Ma non per insolvenza: Revolut ha 80 milioni di clienti globali, ricavi da 4,5 miliardi di sterline nel 2025, utili cresciuti del 57% anno su anno, e una valutazione di 115 miliardi di dollari con l’obiettivo di arrivare a 200 prima della quotazione. In Italia da sola ha superato i 5 milioni di utenti, è già quinta banca per clientela, e nel 2025 ha processato transazioni per oltre 50 miliardi con una crescita del 78%.
Il problema sollevato da Francoforte è un altro: i meccanismi interni per valutare e approvare nuovi prodotti non tengono il passo con la velocità di espansione. La BCE ha chiesto a Revolut di rivedere governance, competenze, indipendenza procedurale e di garantire che i lanci futuri passino attraverso esperti interni. Ha anche limitato la distribuzione dei dividendi.

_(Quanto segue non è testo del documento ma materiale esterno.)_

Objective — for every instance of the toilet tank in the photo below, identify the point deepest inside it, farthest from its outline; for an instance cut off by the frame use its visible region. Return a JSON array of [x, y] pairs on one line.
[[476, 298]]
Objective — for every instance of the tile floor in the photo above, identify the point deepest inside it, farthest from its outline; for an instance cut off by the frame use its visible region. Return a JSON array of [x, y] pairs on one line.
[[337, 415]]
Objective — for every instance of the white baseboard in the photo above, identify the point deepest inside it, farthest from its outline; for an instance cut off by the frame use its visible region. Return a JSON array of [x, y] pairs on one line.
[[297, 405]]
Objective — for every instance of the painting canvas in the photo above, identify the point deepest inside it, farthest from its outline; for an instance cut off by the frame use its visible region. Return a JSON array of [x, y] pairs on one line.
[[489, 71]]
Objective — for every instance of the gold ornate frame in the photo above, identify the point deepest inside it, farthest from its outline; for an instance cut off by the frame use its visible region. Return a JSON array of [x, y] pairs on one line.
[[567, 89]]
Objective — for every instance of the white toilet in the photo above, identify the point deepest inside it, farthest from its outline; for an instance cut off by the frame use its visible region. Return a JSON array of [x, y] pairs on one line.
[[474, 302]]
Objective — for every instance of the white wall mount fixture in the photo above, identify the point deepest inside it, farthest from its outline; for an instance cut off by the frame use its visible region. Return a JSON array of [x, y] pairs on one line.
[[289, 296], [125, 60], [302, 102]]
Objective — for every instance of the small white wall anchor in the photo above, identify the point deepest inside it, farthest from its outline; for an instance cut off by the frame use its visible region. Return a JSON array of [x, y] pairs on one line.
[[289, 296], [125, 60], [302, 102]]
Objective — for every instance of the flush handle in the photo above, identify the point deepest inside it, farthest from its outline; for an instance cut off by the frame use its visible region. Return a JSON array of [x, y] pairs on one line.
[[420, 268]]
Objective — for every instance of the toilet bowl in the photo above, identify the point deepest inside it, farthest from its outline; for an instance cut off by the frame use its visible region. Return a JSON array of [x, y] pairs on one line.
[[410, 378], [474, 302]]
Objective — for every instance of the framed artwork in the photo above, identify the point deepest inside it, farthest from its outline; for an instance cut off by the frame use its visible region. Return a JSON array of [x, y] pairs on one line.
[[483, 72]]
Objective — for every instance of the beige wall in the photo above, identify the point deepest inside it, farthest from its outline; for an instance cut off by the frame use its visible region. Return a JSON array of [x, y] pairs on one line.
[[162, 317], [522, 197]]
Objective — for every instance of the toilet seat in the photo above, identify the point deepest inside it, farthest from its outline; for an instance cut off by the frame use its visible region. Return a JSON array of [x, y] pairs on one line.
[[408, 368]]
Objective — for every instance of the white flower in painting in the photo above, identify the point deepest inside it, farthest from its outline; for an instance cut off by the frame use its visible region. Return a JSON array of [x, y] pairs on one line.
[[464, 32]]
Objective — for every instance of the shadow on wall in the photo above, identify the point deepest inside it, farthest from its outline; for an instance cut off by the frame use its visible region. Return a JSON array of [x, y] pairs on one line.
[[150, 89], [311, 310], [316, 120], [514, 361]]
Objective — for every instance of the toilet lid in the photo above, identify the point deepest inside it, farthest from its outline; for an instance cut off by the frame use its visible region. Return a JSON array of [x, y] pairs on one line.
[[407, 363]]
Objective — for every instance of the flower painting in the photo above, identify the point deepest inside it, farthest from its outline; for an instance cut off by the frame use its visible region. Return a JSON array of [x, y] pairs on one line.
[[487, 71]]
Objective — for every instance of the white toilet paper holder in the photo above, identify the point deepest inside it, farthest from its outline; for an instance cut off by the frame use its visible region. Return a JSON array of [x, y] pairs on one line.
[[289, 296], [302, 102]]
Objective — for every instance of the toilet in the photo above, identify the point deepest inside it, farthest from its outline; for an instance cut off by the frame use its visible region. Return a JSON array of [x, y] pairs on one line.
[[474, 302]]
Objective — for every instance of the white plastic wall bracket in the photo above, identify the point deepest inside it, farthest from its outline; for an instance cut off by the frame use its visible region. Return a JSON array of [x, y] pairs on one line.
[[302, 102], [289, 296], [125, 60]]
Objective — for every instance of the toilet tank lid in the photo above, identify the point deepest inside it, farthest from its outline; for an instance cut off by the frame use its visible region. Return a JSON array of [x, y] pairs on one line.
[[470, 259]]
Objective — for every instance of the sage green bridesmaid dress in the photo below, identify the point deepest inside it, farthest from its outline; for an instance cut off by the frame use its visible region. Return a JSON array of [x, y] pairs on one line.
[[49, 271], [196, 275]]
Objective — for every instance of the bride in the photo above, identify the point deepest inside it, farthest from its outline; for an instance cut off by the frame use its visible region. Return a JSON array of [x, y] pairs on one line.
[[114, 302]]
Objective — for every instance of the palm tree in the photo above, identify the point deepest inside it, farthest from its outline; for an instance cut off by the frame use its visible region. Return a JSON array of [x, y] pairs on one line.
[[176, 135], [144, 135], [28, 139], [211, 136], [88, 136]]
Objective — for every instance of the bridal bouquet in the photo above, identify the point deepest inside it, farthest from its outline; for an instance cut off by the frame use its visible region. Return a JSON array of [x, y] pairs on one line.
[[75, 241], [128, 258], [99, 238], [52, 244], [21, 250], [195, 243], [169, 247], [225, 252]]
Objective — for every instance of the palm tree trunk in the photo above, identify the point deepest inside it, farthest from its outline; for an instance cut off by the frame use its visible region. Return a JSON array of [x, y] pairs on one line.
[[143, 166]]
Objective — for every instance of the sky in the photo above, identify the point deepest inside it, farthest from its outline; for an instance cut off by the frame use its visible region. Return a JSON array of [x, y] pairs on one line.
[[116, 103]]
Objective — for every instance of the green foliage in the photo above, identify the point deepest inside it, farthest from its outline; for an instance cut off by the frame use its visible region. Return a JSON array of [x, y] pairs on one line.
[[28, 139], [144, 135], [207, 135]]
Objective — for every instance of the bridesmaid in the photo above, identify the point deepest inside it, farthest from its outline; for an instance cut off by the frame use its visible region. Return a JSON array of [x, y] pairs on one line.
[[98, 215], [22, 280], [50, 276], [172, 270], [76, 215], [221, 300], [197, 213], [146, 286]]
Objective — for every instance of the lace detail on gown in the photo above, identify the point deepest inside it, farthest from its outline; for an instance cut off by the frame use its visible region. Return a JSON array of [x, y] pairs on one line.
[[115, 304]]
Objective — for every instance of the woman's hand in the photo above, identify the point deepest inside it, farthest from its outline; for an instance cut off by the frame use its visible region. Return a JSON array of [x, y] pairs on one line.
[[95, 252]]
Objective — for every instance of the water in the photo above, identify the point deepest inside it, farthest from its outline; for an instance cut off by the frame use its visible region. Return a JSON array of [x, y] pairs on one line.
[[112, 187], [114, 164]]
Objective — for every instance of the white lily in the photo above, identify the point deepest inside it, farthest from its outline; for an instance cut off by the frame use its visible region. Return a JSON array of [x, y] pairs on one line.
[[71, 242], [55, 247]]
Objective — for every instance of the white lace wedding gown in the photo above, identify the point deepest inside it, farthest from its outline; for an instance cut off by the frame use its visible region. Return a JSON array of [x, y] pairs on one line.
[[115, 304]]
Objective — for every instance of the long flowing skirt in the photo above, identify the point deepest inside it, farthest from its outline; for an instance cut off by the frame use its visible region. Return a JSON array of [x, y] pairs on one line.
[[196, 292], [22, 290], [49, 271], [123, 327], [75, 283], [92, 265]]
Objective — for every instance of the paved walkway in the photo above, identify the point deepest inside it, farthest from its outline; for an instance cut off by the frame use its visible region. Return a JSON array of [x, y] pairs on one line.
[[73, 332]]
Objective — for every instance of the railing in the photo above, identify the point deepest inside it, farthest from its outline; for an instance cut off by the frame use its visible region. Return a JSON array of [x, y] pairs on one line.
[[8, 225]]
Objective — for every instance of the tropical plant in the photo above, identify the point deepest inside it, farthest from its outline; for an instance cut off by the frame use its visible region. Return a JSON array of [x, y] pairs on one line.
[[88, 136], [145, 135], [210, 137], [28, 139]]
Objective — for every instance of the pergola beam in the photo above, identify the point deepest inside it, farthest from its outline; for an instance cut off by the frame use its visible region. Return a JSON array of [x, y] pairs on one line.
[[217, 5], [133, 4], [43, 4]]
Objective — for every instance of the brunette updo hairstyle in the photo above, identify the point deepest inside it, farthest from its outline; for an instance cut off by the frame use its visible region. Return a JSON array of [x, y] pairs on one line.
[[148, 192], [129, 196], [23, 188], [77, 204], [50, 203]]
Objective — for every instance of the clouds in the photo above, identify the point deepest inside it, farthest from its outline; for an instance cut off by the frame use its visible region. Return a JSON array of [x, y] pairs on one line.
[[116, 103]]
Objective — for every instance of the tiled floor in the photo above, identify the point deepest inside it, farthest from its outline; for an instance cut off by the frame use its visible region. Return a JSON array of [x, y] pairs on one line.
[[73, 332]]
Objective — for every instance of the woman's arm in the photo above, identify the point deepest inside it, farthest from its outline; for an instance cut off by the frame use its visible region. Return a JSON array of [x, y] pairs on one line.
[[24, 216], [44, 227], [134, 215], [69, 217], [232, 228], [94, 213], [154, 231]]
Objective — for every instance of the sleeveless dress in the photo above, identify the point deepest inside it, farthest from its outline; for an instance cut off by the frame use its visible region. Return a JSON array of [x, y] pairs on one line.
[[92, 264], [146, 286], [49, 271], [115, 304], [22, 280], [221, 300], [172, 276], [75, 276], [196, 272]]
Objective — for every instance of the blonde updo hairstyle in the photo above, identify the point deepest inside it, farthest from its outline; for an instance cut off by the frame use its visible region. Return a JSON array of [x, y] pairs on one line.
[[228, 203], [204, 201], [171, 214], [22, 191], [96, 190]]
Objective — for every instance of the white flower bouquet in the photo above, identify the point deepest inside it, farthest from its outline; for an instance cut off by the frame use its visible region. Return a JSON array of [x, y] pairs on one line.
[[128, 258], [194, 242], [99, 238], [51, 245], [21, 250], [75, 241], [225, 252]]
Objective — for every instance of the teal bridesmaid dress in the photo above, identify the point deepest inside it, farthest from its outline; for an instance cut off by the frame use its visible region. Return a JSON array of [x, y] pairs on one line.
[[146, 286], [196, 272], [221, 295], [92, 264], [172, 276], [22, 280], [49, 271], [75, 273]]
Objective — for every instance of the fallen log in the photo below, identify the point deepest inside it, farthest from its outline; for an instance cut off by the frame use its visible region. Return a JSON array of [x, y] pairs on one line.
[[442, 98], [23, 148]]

C’è un podcast del 2024 in cui Revolut descrive il suo modello: i dipendenti ricevono un obiettivo e vengono lasciati liberi, come “missili a guida autonoma”. Un approccio che funziona finché la traiettoria è quella giusta. Ma in uno spazio iper regolato come quello bancario europeo, quella libertà richiede una struttura sottostante che la sostenga.

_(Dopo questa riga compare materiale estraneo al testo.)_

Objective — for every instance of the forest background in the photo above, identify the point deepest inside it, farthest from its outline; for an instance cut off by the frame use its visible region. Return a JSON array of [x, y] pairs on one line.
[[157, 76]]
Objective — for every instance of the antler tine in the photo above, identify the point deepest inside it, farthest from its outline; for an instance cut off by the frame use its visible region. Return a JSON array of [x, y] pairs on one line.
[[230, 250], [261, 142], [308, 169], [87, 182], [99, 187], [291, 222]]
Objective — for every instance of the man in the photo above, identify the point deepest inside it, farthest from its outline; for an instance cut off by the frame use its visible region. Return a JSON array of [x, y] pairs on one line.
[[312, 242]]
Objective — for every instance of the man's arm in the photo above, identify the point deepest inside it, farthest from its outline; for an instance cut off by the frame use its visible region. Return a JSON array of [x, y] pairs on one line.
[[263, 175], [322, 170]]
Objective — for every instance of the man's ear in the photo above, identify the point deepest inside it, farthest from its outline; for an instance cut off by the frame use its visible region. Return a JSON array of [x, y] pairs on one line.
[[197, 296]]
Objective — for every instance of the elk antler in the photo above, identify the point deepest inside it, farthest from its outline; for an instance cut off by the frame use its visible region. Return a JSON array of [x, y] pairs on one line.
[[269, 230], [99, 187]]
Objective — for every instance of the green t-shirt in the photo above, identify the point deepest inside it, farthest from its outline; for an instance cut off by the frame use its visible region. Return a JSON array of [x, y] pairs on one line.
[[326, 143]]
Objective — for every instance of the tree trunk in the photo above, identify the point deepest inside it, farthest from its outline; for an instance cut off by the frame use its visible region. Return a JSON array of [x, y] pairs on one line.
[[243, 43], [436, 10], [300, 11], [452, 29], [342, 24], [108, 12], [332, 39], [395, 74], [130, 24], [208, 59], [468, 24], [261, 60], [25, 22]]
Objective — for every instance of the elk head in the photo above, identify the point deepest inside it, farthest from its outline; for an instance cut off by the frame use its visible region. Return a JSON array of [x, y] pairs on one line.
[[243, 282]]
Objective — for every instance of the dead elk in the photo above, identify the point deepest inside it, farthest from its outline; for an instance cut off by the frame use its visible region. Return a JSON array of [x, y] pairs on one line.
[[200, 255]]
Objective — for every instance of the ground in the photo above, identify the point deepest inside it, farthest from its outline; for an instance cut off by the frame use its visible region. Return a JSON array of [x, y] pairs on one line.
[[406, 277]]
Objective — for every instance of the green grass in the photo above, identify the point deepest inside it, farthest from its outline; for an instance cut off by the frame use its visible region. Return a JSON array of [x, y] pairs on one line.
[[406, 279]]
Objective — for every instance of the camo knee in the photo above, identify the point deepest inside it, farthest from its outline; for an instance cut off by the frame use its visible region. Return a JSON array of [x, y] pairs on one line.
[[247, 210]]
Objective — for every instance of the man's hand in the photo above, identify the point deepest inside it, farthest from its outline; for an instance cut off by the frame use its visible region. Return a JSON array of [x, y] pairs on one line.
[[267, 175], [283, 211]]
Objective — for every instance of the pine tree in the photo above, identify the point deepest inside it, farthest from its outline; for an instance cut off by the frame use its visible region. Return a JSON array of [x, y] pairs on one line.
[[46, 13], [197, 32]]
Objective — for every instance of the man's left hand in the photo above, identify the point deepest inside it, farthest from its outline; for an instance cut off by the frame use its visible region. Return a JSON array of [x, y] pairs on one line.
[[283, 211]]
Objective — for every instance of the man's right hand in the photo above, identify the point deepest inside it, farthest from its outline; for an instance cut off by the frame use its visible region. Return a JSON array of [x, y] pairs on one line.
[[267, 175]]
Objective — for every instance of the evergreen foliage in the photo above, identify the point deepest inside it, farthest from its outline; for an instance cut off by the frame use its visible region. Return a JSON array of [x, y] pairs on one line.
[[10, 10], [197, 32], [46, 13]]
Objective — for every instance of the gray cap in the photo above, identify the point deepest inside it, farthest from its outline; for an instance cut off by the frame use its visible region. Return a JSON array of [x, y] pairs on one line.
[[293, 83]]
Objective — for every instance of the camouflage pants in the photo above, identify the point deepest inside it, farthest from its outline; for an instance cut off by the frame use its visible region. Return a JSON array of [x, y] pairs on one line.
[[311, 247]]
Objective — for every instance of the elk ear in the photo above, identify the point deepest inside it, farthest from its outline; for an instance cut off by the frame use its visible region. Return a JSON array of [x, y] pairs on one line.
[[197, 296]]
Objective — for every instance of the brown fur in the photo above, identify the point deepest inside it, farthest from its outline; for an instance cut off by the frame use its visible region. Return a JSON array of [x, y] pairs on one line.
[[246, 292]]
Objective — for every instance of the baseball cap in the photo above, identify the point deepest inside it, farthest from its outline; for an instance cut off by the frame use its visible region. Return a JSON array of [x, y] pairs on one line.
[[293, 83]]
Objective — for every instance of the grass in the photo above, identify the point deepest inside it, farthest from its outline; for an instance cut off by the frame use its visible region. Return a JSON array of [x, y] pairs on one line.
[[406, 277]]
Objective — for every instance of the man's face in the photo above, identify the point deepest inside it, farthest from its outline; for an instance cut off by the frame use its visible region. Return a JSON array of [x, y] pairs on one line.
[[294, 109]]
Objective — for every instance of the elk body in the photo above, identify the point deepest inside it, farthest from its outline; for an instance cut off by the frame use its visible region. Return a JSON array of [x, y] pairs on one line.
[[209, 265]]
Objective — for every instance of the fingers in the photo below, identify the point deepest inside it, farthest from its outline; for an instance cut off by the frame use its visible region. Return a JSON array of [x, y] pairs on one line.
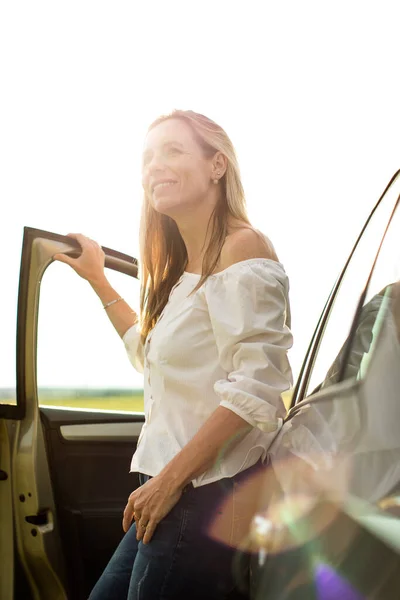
[[83, 240], [64, 258], [149, 531], [128, 516]]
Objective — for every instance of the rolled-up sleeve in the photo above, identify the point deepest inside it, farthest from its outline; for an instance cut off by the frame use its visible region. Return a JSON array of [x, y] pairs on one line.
[[250, 316], [134, 347]]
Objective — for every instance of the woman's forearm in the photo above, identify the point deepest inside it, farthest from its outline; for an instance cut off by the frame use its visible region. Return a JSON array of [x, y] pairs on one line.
[[221, 429], [120, 313]]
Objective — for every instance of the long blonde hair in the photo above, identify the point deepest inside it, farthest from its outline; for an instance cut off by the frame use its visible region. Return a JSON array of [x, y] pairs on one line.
[[163, 252]]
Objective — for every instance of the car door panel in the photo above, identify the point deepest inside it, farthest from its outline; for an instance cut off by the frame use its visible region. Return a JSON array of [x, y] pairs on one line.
[[70, 485], [89, 459]]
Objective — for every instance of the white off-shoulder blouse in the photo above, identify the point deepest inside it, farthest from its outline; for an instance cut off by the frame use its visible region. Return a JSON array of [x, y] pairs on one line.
[[225, 345]]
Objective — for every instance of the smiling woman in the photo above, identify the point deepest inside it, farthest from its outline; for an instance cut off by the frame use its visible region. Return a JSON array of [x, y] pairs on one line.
[[211, 339]]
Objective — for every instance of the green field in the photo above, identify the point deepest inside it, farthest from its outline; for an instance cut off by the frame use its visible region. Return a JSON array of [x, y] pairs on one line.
[[88, 400]]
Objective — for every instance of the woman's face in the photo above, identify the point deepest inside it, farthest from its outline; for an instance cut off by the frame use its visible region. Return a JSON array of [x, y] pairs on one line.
[[176, 175]]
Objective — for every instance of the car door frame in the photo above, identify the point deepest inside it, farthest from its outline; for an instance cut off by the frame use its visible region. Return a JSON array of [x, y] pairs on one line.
[[33, 509]]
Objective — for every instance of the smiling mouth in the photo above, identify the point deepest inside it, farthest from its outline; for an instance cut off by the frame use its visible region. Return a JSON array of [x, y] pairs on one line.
[[162, 184]]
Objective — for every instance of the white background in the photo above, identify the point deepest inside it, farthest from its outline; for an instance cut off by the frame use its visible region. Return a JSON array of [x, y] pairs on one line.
[[309, 92]]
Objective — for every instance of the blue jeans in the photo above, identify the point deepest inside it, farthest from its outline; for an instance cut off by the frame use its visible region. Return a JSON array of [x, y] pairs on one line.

Crescere del 61% sulla clientela retail e del 67% su quella business in un solo anno in Italia ha dello straordinario. Accrediti di stipendio aumentati del 117%, depositi su del 74%, clienti che usano Revolut come banca principale per la famiglia. Sono numeri importanti che spostano equilibri di mercato.
La BCE non ce l’ha con Revolut ma vuole “solo” che la governance cresca alla stessa velocità del prodotto. Che è molto difficile ma vabbè.
Ai tempi John Law non aveva una banca centrale alle spalle. Revolut sì e oggi fa molta differenza.